Last week’s action pushed price through the 50% Fibonacci retracement level of the bearish move from the October ’23 price high of $3.63. If the bullish tone persists in the market, the next technical upside target is the 61.8% retracement level at approximately $2.80.

However, natural gas price bulls should exercise caution. In addition to pushing through significant Fibonacci retracement levels, natural gas futures prices have also pushed into extremely overbought levels on the Relative Strength Indicator. The last time overbought RSI readings at this level were seen was at the onset of the Russia-Ukraine conflict.

Last week’s action brought prices just a shade below a 50% retracement of the down move that brought prices down from $3.643. This was the level last October before a warm winter built unusually robust inventories.

The EIA report for the week ended May 10 showed an addition to underground storage of 70 Bcf. This was below industry expectations. Yet storage remains more than adequate. Stocks are 19% higher than last year at this time. And they are 31% greater than the average of the past five years for the comparable period.

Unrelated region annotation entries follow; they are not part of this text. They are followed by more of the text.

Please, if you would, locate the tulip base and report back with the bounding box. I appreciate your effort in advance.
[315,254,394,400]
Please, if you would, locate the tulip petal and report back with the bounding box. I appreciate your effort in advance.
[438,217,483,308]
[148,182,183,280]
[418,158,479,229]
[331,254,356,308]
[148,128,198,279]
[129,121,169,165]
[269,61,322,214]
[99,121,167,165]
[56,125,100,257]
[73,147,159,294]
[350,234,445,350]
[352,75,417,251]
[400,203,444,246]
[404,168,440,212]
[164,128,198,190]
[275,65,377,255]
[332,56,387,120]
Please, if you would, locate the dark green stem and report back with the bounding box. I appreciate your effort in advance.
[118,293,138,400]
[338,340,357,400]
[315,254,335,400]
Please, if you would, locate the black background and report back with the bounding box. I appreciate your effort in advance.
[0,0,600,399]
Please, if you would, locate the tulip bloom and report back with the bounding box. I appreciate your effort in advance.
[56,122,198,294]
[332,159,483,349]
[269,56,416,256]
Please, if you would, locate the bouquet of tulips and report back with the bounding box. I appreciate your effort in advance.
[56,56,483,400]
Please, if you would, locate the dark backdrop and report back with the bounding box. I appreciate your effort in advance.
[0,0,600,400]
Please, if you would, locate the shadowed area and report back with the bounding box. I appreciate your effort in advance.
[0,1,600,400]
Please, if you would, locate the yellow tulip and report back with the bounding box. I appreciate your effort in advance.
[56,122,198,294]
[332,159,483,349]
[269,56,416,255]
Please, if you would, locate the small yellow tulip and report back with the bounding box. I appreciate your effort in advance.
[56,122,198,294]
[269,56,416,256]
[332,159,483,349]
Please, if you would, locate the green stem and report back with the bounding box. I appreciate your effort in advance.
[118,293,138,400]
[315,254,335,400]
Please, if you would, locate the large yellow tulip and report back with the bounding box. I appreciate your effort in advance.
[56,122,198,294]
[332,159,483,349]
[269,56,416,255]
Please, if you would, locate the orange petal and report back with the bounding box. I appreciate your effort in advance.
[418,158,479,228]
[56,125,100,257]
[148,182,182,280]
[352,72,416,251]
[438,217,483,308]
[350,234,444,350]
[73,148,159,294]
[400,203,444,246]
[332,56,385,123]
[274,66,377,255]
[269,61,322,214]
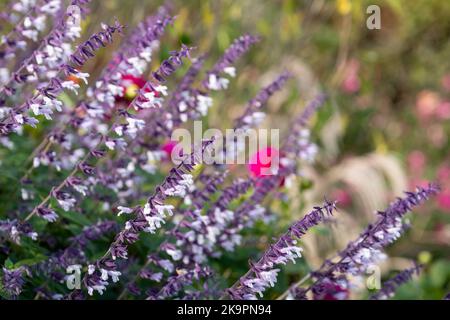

If the current bullish phase falters, $2.54 stands out as key nearby support. A significant increase in LNG exports or a major change in weather increasing demand through Cooling Degree Days or interfering with production would be required to pull prices significantly higher from current levels.

According to the EIA:

  • Net natural gas injections into storage totaled 70 Bcf for the week ended May 10, compared with the five-year (2019–2023) average net injections of 90 Bcf and last year’s net injections of 93 Bcf during the same week. Working natural gas stocks totaled 2,633 Bcf, which is 620 Bcf (31%) more than the five-year average and 421 Bcf (19%) more than last year at this time.
  • According to The Desk survey of natural gas analysts, estimates of the weekly net change to working natural gas stocks ranged from net injections of 66 Bcf to 90 Bcf, with a median estimate of 75 Bcf.